Corporate law experts said that governance and shareholder disputes are two distinct matters. “If a shareholder raises concerns related to governance in a company, the government or regulators could seek a response from the company. However, shareholders will have to approach the appropriate judicial forum for settling disputes over shareholder agreement," said Pavan Kumar Vijay, founder of advisory firm Corporate Professionals. Disputes relating to mismanagement and oppression under the Companies Act are dealt with by the National Company Law Tribunal.

With major shareholders at loggerheads, decision-making in the company could face delays. IndiGo is facing the crisis at a time when the domestic air travel industry is going through a realignment after the collapse of Jet Airways (India) Ltd.
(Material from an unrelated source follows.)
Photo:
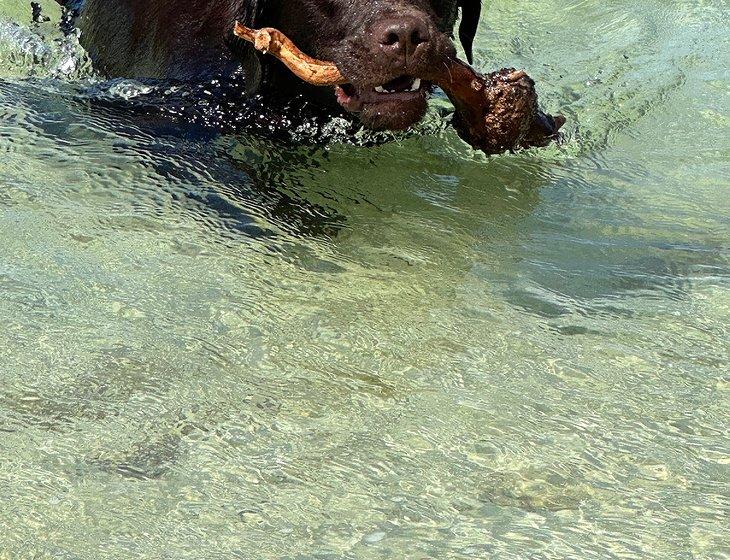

“The capacity constraint in the industry has affected volume growth, but firmer airfare has improved airline profitability in the June quarter," said Kinjal Shah, vice president of corporate ratings at ratings agency Icra Ltd.

IndiGo has a capacity expansion plan in place. It has already taken delivery of over 70 of the 430 A320 Neos it is scheduled to induct into its fleet over the next 5-6 years. The airline has 49% share in India’s air travel market, according to data compiled by the Directorate General of Civil Aviation. SpiceJet is a distant second with a market share of 14.8%.